On 2013-11-02 15:29:36 -0400, Tom Lane wrote:

Attached is a proposed patch for this. It fixes most of the functions
in printtup.c to use a per-row memory context. (I did not bother to
fix debugtup(), which is used only in standalone mode. If you're doing
queries large enough for mem leaks to be problematic in standalone mode,
you're nuts.)

FWIW, by that definition I have been nuts several time in the past -
without much choice since I was recovering data from a corrupted cluster
and the database couldn't be started normally. This now has gotten worse
(even in the backbranches) since debugtup won't clean up detoasted data
anymore.
But I guess the solution for that is to use COPY in those situations
which shouldn't have that problem and should work.
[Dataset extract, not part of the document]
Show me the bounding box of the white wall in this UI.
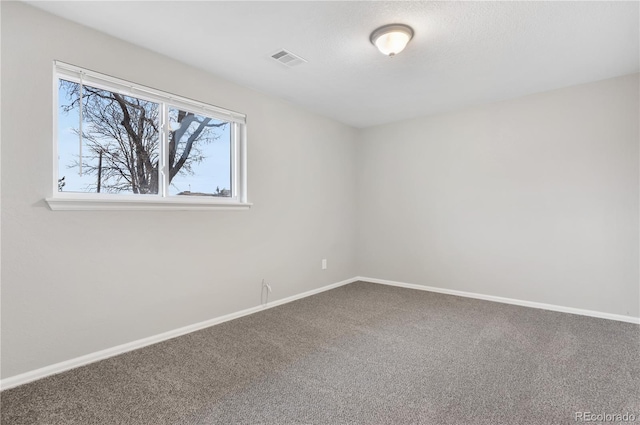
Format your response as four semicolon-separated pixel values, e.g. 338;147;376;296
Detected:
1;2;356;378
357;74;640;317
Also, easier to parse ;)

My original thought had been to get rid of all pfree's of output function
results, so as to make the world safe for returning constant strings when
such functions find it appropriate. However, I ran into a showstopper
problem: SPI_getvalue(), which is little more than a wrapper around the
appropriate type output function, is documented as returning a pfree'able
string. Some though not all of the callers in core and contrib take the
hint and pfree the result, and I'm sure there are more in third-party
extensions. So if we want to allow output functions to return
non-palloc'd strings, it seems we have to either change SPI_getvalue()'s
API contract or insert a pstrdup() call in it. Neither of these is
attractive, mainly because the vast majority of output function results
would still be palloc'd even if we made aggressive use of the option not
to. That means that if we did the former, light testing wouldn't
necessarily show a problem if someone forgot to remove a pfree() after a
SPI_getvalue() call, and it also means that if we did the latter, the
pstrdup() would usually be a waste of cycles and space.

I guess one option for the future is to to pstrdup() in SPI_getvalue()
and adding a new function that tells whether the result can be freed or
not. Then callers that care can move over. Although I'd guess that many
of those caring will already use SPI_getbinval() manually.

Greetings,

Andres Freund

--
Andres Freund http://www.2ndQuadrant.com/
PostgreSQL Development, 24x7 Support, Training & Services

--
Sent via pgsql-hackers mailing list (pgsql-hackers@postgresql.org)
To make changes to your subscription:
http://www.postgresql.org/mailpref/pgsql-hackers

#7Tom Lane
tgl@sss.pgh.pa.us
In reply to: Andres Freund (#6)
Re: [BUGS] BUG #8573: int4range memory consumption

Andres Freund <andres@2ndquadrant.com> writes:

On 2013-11-02 15:29:36 -0400, Tom Lane wrote:

Attached is a proposed patch for this. It fixes most of the functions
in printtup.c to use a per-row memory context. (I did not bother to
fix debugtup(), which is used only in standalone mode. If you're doing
queries large enough for mem leaks to be problematic in standalone mode,
you're nuts.)

FWIW, by that definition I have been nuts several time in the past -
without much choice since I was recovering data from a corrupted cluster
and the database couldn't be started normally. This now has gotten worse
(even in the backbranches) since debugtup won't clean up detoasted data
anymore.
But I guess the solution for that is to use COPY in those situations
which shouldn't have that problem and should work. Also, easier to parse ;)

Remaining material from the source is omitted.